After we ate, she took me down to the lobby and we strolled around for a few minutes before she got an alert on her phone. Outside, a taxi was waiting, and she told the driver to take us to the Harry Klein club.

She had tickets, and we got in. They were having some sort of festival, and the place was packed. It was EDM, and as soon as we had one drink, Meyers was pulling me out on the floor. Dancing with her was an experience. She had been taking dance classes since she was like seven, and there was nothing she didn't know. I had been dragged along for plenty of them, and had picked up enough not to be embarrassed.

She wouldn't let that happen, in any case. She wove me into her web of motion, and she was pretty much on fire. She had changed her shoes into some comfortable flats, and when she went into her shuffle-dance routines, the floor cleared around us and we had a crowd.

There was a guy there whose wife seemed to match her energy, and they were bouncing around like rubber balls. He and I stood off to the side a bit and watched. He beckoned to me, we went off to a little side room where we could watch through the glass, the music wasn't so deafening and he said something incomprehensible to me in German.

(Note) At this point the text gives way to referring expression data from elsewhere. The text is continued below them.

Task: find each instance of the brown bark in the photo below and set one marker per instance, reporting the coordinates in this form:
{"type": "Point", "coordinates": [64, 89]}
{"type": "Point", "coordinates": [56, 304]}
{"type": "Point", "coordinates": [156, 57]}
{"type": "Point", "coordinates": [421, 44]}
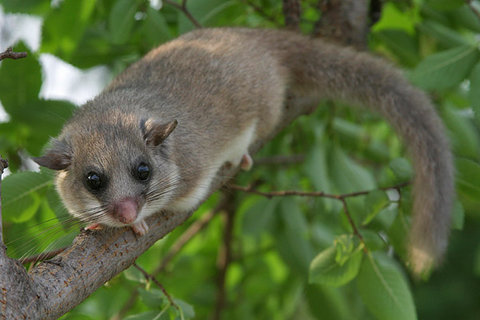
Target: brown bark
{"type": "Point", "coordinates": [344, 22]}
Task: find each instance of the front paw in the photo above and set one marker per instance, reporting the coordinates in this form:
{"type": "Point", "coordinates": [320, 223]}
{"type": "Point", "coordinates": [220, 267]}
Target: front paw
{"type": "Point", "coordinates": [246, 163]}
{"type": "Point", "coordinates": [140, 228]}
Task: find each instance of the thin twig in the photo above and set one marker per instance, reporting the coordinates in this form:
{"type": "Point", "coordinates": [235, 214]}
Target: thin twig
{"type": "Point", "coordinates": [183, 7]}
{"type": "Point", "coordinates": [179, 244]}
{"type": "Point", "coordinates": [3, 166]}
{"type": "Point", "coordinates": [292, 12]}
{"type": "Point", "coordinates": [322, 194]}
{"type": "Point", "coordinates": [152, 278]}
{"type": "Point", "coordinates": [280, 160]}
{"type": "Point", "coordinates": [225, 256]}
{"type": "Point", "coordinates": [10, 54]}
{"type": "Point", "coordinates": [340, 197]}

"Sorry, I don't speak German," I said. "Do you speak any English?"

He did. "Most people speak some English," he said. "Are you from the US?"

"Yeah, that's my daughter," I nodded my head toward Meyers. "She graduated from high school and this is where she wanted to come for her graduation trip."

He nodded. "She is very beautiful."

"Thanks," I said. "Looks like your wife is a match for her. "I'm Bennet, she's Meyers."

He looked confused. "I thought you said she's your daughter."

It was my turn to be confused. He saw I didn't have a clue, and said, "You have different last names."

I laughed. "Oh, sorry, those are our first names." I shrugged. "My parents were weird, and so was her mother."

He smiled. "I'm Stephan, and my wife is Susanne."

The girls came over for a break, and I asked them if they wanted to get a drink and hang. They seemed to be in favor, so we found a table and talked while we had a drink. Meyers' legs were bouncing the whole time, and we had no sooner finished our drinks than she asked Susanne if she could dance with Stephan.

He tried to protest, claiming he wasn't any good at dancing and was just there for the music, but she wouldn't hear it and he was soon led forth, casting imploring glances back over his shoulder at his wife and me, while we laughed hysterically. He was a good guy.

I asked Susanne to dance, and she was as fun as Meyers. We hung out together until about midnight, when Meyers announced that we had an early morning before going to the palace.

Our taxi was waiting, and we got in. She slid over against me and I put my arm around her, pulling her close.